The complexity of the setup (Fig. 1) can also be problematic for medical staff. An additional device with a set of additional tubes and connectors increases the risk of leakage or a wrong connection. Some components in the setup can be reduced by modifying the Ventil’s design, but the setup in shared ventilation will always be more complex than “one patient – one ventilator”.

Cross-contamination in shared ventilation by Ventil

Similar to the results obtained by other authors, there was no transmission of fluorescent dye solutions—trypan blue10, fluorescein or methylene blue—as indicated in our study presented in Report R1 in the supplementary materials.

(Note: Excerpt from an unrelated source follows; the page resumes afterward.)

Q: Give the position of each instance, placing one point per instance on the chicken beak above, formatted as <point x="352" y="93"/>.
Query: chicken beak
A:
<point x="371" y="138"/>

Concerning the studies described in10, which include continuous nebulization of 5 ml of trypan blue solution for 10 min and visual observation of the filters, in our experiment, in addition to the use of fluorescein and methylene blue solutions, we proposed a pathogen transmission study method using phantoms of the virus in the form of nanospheres with a diameter of 100 nm internally labeled with fluorescent dyes, the concentration of which in the administered suspension was approximately 24.1012 particles/3 mL, which corresponds to a viral titer of ca. 1000-fold excess with respect to SARS-CoV-2 titer after a 5-day incubation of infected Calu3 cells[21]. The proposed method using nanoparticles can be safely carried out in the laboratory environment, obtaining more specific (in relation to the acquisition from experiments with solutions) preliminary information about the possibility of cross-transmission in the respiratory tract during independent ventilation of artificial lungs.

Conclusions

In conclusion, Ventil might be considered to ventilate two patients by one ventilator with an acceptable safety level. It meets the same challenges as other shared ventilation systems. However, Ventil automatically stabilizes the patients' minute ventilation and is highly invulnerable to their respiratory resistance and compliance changes. Notwithstanding, the Ventil system is feasible for differential lung ventilation and can still be applied for respiratory therapy in cases involving asymmetrical lung pathology or thoracic surgery. Additionally, it can be used in emergency situations when the lack of ventilatory support for a large number of patients is expected, such as during terrorist attacks or widespread diseases affecting respiratory function.